Endothelial junctional protein redistribution and increased monolayer permeability in human umbilical vein endothelial cells isolated during preeclampsia

Abstract

Objective: To examine monolayer permeability and junctional protein distribution and expression in endothelial cells isolated from women with preeclampsia and from women with normal pregnancies. We hypothesized that increased endothelial monolayer permeability in preeclampsia reflects altered monolayer barrier properties produced by disorganization of endothelial cell junction proteins.

Study design: Endothelial cells were isolated from umbilical veins from women with normal pregnancies (n = 9) and from women with preeclampsia (n = 9) immediately after delivery. In the first passage of endothelial cells, the permeability was determined by measurement of horseradish peroxidase passage through confluent cell monolayers grown on transwell filters, and the distribution and protein expression of vascular endothelial cadherin and occludin were evaluated by use of immunofluorescent staining of the proteins and Western blot analysis. The distribution of vascular endothelial cadherin was also evaluated in the second and third passage endothelial cells. Messenger ribonucleic acid expression of vascular endothelial cadherin and occludin were examined by reverse transcriptase polymerase chain reaction. Data were expressed as mean values (+/- SE) and were analyzed by use of an unpaired t test.

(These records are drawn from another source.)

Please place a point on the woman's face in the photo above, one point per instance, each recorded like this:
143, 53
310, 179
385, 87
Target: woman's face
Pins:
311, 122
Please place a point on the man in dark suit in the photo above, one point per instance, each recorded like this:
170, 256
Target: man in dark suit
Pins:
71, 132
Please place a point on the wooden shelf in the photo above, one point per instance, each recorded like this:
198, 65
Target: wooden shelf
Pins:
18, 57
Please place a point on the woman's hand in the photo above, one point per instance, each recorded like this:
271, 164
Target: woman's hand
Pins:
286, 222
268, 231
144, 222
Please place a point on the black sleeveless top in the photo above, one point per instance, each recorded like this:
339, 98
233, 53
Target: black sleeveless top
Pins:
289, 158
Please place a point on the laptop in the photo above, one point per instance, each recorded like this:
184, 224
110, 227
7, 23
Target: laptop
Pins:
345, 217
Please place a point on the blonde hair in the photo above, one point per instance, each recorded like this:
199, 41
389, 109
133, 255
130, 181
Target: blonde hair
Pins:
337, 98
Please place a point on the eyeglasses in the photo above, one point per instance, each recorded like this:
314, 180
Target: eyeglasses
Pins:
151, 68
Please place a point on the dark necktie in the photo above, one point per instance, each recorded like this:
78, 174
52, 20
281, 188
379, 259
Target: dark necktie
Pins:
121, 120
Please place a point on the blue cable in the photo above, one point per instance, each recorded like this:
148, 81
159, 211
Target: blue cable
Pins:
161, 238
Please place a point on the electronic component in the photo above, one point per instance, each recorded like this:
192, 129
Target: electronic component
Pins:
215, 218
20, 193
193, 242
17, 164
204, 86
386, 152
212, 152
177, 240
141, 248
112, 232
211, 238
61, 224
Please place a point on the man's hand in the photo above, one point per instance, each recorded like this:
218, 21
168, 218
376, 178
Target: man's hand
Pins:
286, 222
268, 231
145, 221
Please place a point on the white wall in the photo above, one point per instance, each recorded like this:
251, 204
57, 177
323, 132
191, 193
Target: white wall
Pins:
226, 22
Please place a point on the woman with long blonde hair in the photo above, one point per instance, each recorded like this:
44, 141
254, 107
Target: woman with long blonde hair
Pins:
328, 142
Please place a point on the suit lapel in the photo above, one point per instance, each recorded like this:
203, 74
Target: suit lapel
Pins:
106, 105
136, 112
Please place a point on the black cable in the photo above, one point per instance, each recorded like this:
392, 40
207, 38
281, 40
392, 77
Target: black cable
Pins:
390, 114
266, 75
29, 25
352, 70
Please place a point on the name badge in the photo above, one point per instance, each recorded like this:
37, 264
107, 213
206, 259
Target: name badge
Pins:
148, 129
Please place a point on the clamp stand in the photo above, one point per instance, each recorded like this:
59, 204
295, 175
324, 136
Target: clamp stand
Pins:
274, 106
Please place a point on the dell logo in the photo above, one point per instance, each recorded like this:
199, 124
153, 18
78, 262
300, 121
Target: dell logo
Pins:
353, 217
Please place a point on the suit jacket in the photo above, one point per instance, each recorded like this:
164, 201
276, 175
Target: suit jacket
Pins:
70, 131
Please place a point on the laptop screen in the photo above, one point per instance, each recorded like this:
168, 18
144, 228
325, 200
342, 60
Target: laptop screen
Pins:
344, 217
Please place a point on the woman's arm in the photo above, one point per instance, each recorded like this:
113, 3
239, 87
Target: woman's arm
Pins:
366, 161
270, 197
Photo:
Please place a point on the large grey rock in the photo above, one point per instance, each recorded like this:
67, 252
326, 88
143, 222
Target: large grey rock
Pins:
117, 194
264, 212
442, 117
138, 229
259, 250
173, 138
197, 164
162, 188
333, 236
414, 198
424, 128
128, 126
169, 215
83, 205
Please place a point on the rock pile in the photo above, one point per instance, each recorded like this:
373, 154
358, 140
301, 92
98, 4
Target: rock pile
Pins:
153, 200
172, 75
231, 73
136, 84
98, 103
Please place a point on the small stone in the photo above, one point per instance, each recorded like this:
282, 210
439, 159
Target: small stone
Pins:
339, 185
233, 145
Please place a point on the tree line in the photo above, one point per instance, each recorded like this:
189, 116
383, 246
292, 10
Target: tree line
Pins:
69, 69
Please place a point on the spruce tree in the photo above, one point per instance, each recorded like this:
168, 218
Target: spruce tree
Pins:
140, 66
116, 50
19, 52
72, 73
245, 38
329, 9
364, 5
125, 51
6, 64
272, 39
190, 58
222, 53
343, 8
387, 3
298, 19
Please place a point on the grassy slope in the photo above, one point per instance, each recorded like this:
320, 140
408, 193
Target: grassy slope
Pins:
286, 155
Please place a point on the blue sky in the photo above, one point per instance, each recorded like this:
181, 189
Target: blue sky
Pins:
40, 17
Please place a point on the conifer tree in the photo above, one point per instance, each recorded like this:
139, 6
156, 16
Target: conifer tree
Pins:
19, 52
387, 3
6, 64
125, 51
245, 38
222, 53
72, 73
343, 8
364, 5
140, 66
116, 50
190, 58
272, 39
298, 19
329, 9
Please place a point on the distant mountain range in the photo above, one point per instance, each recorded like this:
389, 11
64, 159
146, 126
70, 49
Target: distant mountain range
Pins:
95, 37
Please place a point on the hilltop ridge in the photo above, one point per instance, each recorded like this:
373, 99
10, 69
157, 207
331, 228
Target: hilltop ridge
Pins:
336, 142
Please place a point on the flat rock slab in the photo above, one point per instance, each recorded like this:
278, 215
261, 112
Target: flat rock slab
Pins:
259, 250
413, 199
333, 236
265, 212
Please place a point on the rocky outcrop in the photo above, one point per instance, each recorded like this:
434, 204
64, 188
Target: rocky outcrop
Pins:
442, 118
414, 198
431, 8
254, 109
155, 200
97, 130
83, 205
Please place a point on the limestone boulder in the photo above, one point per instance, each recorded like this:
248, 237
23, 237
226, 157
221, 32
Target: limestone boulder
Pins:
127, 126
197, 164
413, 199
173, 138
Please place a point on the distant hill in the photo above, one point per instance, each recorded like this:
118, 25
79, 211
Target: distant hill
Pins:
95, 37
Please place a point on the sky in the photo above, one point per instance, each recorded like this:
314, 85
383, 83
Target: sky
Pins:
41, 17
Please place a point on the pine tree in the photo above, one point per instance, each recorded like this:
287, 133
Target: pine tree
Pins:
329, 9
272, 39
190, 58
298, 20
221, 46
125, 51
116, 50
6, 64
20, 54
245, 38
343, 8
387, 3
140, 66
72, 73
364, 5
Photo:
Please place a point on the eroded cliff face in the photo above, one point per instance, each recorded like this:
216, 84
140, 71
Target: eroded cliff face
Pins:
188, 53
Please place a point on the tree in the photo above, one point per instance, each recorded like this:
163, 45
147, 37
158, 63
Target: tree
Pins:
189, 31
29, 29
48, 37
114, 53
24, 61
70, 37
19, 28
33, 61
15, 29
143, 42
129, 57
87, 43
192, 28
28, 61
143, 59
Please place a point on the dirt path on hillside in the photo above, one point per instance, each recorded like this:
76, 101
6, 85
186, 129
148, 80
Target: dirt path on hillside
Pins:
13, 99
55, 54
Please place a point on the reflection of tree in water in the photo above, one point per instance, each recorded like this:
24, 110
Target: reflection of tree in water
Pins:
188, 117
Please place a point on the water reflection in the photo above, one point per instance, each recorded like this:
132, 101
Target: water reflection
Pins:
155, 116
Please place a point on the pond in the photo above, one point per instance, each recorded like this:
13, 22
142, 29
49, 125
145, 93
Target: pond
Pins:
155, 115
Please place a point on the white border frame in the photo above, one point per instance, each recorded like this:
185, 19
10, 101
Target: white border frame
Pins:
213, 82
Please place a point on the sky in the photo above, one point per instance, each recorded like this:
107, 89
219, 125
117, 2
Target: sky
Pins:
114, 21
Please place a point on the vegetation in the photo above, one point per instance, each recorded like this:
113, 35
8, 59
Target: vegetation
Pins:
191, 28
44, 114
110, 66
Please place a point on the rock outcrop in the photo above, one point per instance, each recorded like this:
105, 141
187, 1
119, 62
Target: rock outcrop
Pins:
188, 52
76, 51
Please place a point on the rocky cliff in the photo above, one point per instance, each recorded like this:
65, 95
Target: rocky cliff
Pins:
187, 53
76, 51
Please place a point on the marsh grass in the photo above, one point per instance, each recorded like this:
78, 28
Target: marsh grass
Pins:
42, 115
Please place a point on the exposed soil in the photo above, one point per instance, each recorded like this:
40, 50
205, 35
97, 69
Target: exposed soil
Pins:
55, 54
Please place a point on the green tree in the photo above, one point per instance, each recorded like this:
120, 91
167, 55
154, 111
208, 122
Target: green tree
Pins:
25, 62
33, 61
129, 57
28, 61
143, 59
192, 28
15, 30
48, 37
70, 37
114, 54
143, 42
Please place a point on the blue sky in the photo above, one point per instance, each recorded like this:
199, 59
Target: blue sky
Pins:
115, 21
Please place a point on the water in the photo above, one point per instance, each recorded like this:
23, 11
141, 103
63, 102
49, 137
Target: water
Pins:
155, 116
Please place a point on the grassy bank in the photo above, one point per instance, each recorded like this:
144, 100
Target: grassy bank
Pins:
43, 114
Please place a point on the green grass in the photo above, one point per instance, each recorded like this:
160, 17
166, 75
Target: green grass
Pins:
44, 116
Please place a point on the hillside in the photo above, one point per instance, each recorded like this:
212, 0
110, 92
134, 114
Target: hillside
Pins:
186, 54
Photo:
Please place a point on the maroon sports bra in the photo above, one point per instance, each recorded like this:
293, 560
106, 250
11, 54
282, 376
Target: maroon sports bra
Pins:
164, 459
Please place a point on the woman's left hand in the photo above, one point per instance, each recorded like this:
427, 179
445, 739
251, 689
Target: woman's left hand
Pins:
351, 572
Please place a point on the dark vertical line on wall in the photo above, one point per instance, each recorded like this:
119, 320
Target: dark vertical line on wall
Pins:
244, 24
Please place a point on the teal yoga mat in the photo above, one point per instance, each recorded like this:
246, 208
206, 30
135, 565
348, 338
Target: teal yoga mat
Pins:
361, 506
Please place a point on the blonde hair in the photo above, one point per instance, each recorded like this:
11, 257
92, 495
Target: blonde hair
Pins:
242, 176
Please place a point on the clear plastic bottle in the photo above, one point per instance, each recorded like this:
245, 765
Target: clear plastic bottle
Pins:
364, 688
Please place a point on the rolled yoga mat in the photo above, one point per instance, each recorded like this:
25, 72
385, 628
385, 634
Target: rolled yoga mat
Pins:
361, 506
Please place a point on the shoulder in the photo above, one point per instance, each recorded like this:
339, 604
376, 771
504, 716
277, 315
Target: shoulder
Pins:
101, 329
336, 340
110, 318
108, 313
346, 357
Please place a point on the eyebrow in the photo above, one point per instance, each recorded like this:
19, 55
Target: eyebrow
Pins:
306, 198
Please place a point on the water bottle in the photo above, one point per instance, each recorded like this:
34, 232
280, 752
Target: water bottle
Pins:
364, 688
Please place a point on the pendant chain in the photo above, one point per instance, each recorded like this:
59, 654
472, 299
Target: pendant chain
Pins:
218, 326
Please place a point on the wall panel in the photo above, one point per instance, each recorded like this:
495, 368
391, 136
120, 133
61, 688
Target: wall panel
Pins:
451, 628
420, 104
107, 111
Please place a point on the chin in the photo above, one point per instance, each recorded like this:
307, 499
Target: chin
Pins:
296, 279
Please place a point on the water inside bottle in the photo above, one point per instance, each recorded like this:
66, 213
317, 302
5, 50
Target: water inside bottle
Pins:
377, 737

Results: The relative monolayer permeability was significantly increased in the endothelial cells isolated from women with preeclampsia compared with those isolated from women with normal pregnancies (0.271 +/- 0.049 versus 0.086 +/- 0.031 for DeltaOD(470); P <.05). Vascular endothelial cadherin expression for normal endothelial cells showed a continuous staining of the junctional protein that surrounded cell borders. In comparison, vascular endothelial cadherin in endothelial cells from preeclamptic pregnancies exhibited disorganized staining and vascular endothelial cadherin fibrils were retracted, with gaps present at the cell borders. The expression of occludin showed a pattern similar to that of vascular endothelial cadherin in both normal and preeclamptic conditions. Western blot results for expression of vascular endothelial cadherin and occludin also showed decreased expression of junctional proteins. The altered endothelial cell junctional protein distribution and expression of vascular endothelial cadherin and occludin observed in the first passage of endothelial cells from preeclamptic pregnancies was restored to normal by the time cells reached the third passage in vitro. There was no statistical difference in mRNA expression for the vascular endothelial cadherin and occludin between normal endothelial cells and those from preeclamptic pregnancies.

Conclusion: In preeclampsia, increased endothelial cell monolayer permeability appears to reflect disorganized and diminished expression of endothelial cell junctional proteins. The latter response is mediated at the posttranscriptional level. These findings provide new insights about the cellular and molecular basis for altered endothelial cell integrity and barrier dysfunction that are associated with preeclampsia.